J’en suis venu à me demander d’où provenait cette réputation faite à Bakounine, mais aussi plus généralement à l’anarchisme : il y a bien un usage de la violence à différents moments de l’histoire du mouvement anarchiste, mais après tout, d’une manière bien moindre que celle de la plupart des courants politiques pour lesquels le monde académique fait preuve de davantage de révérence. Pour ne prendre qu’un exemple, notre chère République française ne s’est pas exactement construite sur des pétales de rose. Outre le fait qu’à un certain moment de l’Histoire du mouvement, des anarchistes ont pu faire un usage spectaculaire de la violence (ce qui n’est pas à négliger dans la construction d’un mythe), je me demande si cette réputation qui colle à Bakounine et aux anarchistes ne tient pas au fait qu’ils ne délèguent pas à autrui, et notamment pas à l’État, l’usage de la violence. Mais il faudrait sans doute revenir là-dessus plus en détail… Peut-être aussi, tout simplement, que les gens qui sont du côté du manche perçoivent la critique en acte des anarchistes comme une violence insupportable, mais bon, c’est leur problème…
Bakounine avait, en quelque sorte, prédit la déroute d’un régime fondé sur « la dictature du prolétariat » et le caractère « totalitaire » (si l’on ose l’anachronisme !) du socialisme centralisé d’État. Comment expliquer, selon vous, que le communisme ait, à l’échelle du monde, suscité bien plus d’adhésion que le socialisme libertaire ?
Cette idée d’un Bakounine prophétisant la catastrophe du socialisme d’État est séduisante, mais il faut s’en méfier, même si nombre de textes de lui adoptent ce ton prophétique. Rétrospectivement, ces textes sonnent en effet comme cela, mais il me semble que Bakounine pointe un danger très général, très vague finalement (et comment pourrait-il faire autrement ?), qui s’est actualisé d’une manière très précise par la suite. Aujourd’hui, évidemment, quand on lit « bureaucratie rouge », on imagine le gars qui remplit un formulaire pour t’envoyer au goulag… Pour revenir par ailleurs sur les termes de ta question, on ne peut malheureusement pas parler de déroute du prétendu socialisme d’État — certes il y a eu la déroute finale, mais il y a surtout eu l’hégémonie à peu près totale de cette version du marxisme, qui a conduit à jeter le discrédit sur tous les mouvements d’émancipation. De sorte que je dirais plutôt que le triomphe du socialisme d’État a conduit à la déroute du socialisme en général. C’est l’une des grandes catastrophes du XXe siècle.

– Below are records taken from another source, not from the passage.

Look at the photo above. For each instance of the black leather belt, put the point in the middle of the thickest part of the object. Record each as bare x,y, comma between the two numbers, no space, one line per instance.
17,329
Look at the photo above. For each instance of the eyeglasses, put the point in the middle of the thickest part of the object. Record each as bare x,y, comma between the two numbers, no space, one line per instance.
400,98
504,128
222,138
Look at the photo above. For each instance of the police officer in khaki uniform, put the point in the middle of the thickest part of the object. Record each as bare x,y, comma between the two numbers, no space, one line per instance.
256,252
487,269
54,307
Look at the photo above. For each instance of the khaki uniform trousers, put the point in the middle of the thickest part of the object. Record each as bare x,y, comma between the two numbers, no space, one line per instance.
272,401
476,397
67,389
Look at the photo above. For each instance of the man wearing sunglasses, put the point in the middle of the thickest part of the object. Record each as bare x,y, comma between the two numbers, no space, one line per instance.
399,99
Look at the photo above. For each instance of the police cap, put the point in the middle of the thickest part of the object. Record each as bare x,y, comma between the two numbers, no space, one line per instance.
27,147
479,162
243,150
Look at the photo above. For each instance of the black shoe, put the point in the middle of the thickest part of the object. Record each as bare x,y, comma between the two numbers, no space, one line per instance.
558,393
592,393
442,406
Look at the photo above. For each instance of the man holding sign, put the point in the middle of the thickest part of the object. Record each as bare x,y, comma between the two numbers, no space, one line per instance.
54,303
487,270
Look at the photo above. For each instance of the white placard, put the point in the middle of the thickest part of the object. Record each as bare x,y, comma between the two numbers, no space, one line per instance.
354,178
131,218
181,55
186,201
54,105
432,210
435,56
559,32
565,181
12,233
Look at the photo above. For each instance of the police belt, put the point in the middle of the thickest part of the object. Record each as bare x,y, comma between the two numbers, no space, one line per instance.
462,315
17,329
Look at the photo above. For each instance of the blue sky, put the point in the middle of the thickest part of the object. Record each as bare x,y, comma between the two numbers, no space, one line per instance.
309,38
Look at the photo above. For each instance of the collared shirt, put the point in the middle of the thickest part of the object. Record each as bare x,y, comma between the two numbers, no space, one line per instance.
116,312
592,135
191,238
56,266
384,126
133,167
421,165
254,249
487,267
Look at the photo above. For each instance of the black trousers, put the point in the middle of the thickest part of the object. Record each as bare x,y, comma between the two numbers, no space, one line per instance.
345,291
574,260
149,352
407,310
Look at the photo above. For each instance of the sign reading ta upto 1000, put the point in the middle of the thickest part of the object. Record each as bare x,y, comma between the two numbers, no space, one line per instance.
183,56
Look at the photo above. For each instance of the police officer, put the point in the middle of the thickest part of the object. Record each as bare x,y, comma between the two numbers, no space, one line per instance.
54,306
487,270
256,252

Maintenant, expliquer en quelques mots cette victoire des formes autoritaires du socialisme sur ses formes libertaires, cela me semble difficile — d’autres que moi auraient sans doute moins de scrupules ! Plutôt que de tenter une explication hardie, je préfère me demander où est la victoire de ce prétendu socialisme, qui n’a triomphé qu’en se transformant en son ennemi. Alors si l’on veut, cela peut constituer une explication : ils ont gagné parce qu’ils se sont joints à des logiques de puissance qui étaient déjà des logiques dominantes — mais ce faisant, la cause qu’ils prétendaient défendre a été perdue.
On suppose que vous ne considérez pas Bakounine comme un objet d’études bon pour les musées anarchistes : que peut-il apporter à notre époque troublée ?
Le côté « chercheur » en moi a forcément une tendance à s’intéresser à la grisaille des textes et des archives : il faut être un peu (beaucoup) obsessionnel pour faire de la recherche, et après tout, il n’y a pas de honte à ça, du moment qu’on ne vient pas faire la leçon aux militants à coup de grandes leçons savantes sur les auteurs sacrés. Et du coup, je vais commencer par vous décevoir : il y a des choses chez Bakounine qui me semblent datées, ou qui sont très dépendantes du contexte dans lequel elles ont été prononcées, ou encore qui ont un intérêt pratique limité pour nous, de sorte qu’il est difficile de leur trouver une actualité — outre la difficulté que pose, de toute façon, si on l’aborde un peu scientifiquement, l’idée selon laquelle un penseur né il y a deux siècles pourrait être actuel. Sans compter qu’il y a toujours l’écueil de la canonisation des grands ancêtres : « Bakounine l’avait bien dit ! Relis Bakounine, camarade ! » Heureusement, j’ai l’impression qu’on n’entend guère ce genre de phrases chez les anarchistes, qui ont un rapport à la fois tendre et ironique à leurs glorieux devanciers.
« Je n’aurais jamais travaillé sur Bakounine si je n’y avais pas trouvé une source d’inspiration pour aujourd’hui. »
Mais vous avez raison, je n’aurais jamais travaillé sur Bakounine si je n’avais pas trouvé dans ses textes (et dans ceux de bien d’autres !) une source d’inspiration pour aujourd’hui. Et après tout, c’est bien l’essentiel : pour penser et agir aujourd’hui, de quelle énergie et de quels outils peut nous doter la lecture de Bakounine et l’itinéraire qui fut le sien ? Même si ce sont des choses qui m’intéressent, on se contrefout par exemple (et on a bien raison) de savoir quels éléments de l’antithéologisme de Bakounine sont empruntés à Comte, quels autres viennent de Feuerbach, etc. En revanche, je continue à trouver très beaux les textes sur la liberté et le sentiment de révolte, et digne de considération tout ce qu’il écrit sur (et contre) la nécessité historique, les rapports entre classe et révolution, sa conception de la politique et du politique. De fait, on trouve chez Bakounine ce qu’on peut attendre de toute théorie militante : des armes et des raisons de s’en servir.